The warning to Jack Thompson about the SSR becoming obsolete because of changes at the Department of War was absolutely correct. In the real world, the National Security Act of 1947 would create the Department of Defense in response to the new realities of the Cold War.

The FBI does have a strong claim that it would have jurisdiction over Dottie Underwood. Given the espionage aspects of who were her contacts in Russia gives a pretty valid claim to the SSR questioning Dottie, which would go from law enforcement to foreign affairs very quickly.

Senate Race of Calvin Chadwick

Calvin Chadwick is the poster child for Campaign Finance Reform. We do not want secret societies electing puppets to do their bidding, instead of the needs of the country. However, the first campaign finance reform cases were decades away from happening and 50 years before McCain-Feingold.

There is one significant challenge for Chadwick’s campaign: there was no US Senate race in California in 1948. Senator Sheridan Downey was reelected in 1944 (after defeating Fred Howser). Senator William F. Knowland had been appointed in 1945 and won a special election in 1946. The next election for the US Senate was in 1950, which then-Congressman Richard Nixon won.

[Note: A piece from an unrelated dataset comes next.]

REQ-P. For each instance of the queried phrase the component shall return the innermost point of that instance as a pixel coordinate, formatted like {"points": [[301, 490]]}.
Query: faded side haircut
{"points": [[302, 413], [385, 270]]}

It is possible Chadwick was running a high profile California Senate Campaign, which would have meant A LOT of money was being spent for a relatively small geographic area. It is possible a California businessman with a movie star wife could run in a different state, but that would inherently raise campaign issues, ranging from Chadwick being a “carpetbagger” to eligibility based on domicile.

A Crime Against Donuts

Peggy Carter took her anger out on a donut, violently throwing the tasty baked good onto the ground. We would call that littering in 2016. However, the world of 1947 was different. California cities from the early to mid-20th Century had ordnances prohibiting defacing public or private property with posters or notices on streets, sidewalks, and similar public places, which was a proper use of police power. See, Sieroty v. City of Huntington Park, (1931) 111 Cal. App. 377. However, these cases often focus on cities attempting to prohibit people from distributing flyers to others, which violated the First Amendment. People v. Taylor (1938) 33 Cal.App.2d Supp. 760, 762-763.

Statutes prohibiting littering, as we understand it today, started in California in the late 1970s. The law today states it is an infraction to litter on public or private property. Cal Pen Code § 374.4(a). Littering is the act of “the discarding, dropping, or scattering of small quantities of waste matter ordinarily carried on or about the person.” Cal Pen Code § 374.4(c). Throwing the donut in a wrapper would qualify under the California Penal Code. As such, if Agent Carter fans start throwing donuts on public or private property in a strange act of donut cosplay, they would run the risk of being fined at least $250 and community service to pick up litter. Cal Pen Code § 374.4(d)-(e). That would be one expensive donut and Hayley Atwell could end up doing PSA’s on proper donut disposal.